YEREVAN — Armenia has called on neighboring Iran and the United States to de-escalate their tensions following the assassination of Iranian General Qassem Soleimani.

Official Yerevan also pledged at the weekend to maintain neutrality in the conflict while offering condolences to Tehran over the death of the powerful commander of Iran’s elite Quds Force.

Iran’s Foreign Minister Mohammad Javad Zarif and his Armenian counterpart Zohrab Mnatsakanyan discussed the crisis in a phone call which the Armenian Foreign Ministry said was initiated by the Iranian side.

“On behalf of the Government of Armenia, Foreign Minister Mnatsakanyan expressed condolences to the Government and people of Iran on the demise of the high-ranking Iranian official,” the ministry said in a statement.

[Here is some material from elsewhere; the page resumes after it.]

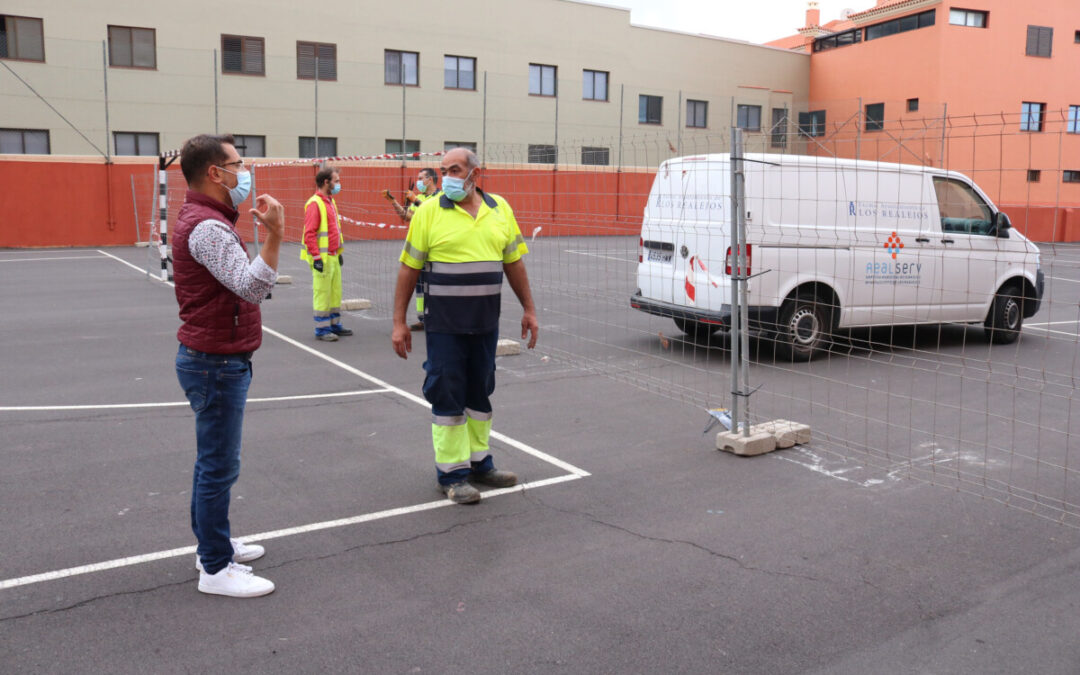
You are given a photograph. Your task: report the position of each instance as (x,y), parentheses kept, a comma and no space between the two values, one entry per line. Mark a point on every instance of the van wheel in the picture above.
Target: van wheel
(805,326)
(696,329)
(1006,316)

It added that Mnatsakanyan also “stressed the importance of preventing further tensions and de-escalating the situation through peaceful means.”

Iran leaders attend Qassem Soleimani funeral

“Iran is a friendly country for us and the United States is a friendly country for us,” Prime Minister Nikol Pashinyan said later on Sunday. “In this situation we certainly cannot be drawn into anti-Iranian actions. We cannot be drawn into anti-American actions either.”

“So our message is that our partners in Iran and the United States should refrain from steps that would aggravate the already tense situation in our region and international relations,” Pashinyan stressed in a live video address which he aired on Facebook during a hiking tour in northeastern Armenia.

Yerevan was quick to express serious concern after Friday’s U.S. strike in Iraq which killed Soleimani as well as other Iranian military officials and their Iraqi allies. But unlike Russia, Armenia’s main ally, it stopped short of explicitly condemning the assassination.

Soleimani’s killing raised fresh fears in Yerevan of a direct military conflict between the U.S. and Iran which could further complicate Armenia’s transport and trade links to the outside world. Armenia’s top diplomats and military officials discussed potential consequences of the crisis at separate emergency meetings held on Friday.

Pashinian said that he has instructed relevant state bodies to “closely monitor the situation” and make contingency plans. He declined to go into details.

With Armenia’s borders with Azerbaijan and Turkey closed due to the Nagorno-Karabakh conflict, Iran as well as Georgia are the landlocked country’s sole conduits to the outside world. Successive Armenian governments have therefore maintained cordial relations with Tehran.

Pashinyan has repeatedly made clear over the past year that his administration will seek closer Armenian-Iranian political and economic ties despite the U.S. sanctions against the Islamic Republic. He insisted in August that Washington is not pressuring Yerevan to curtail those ties.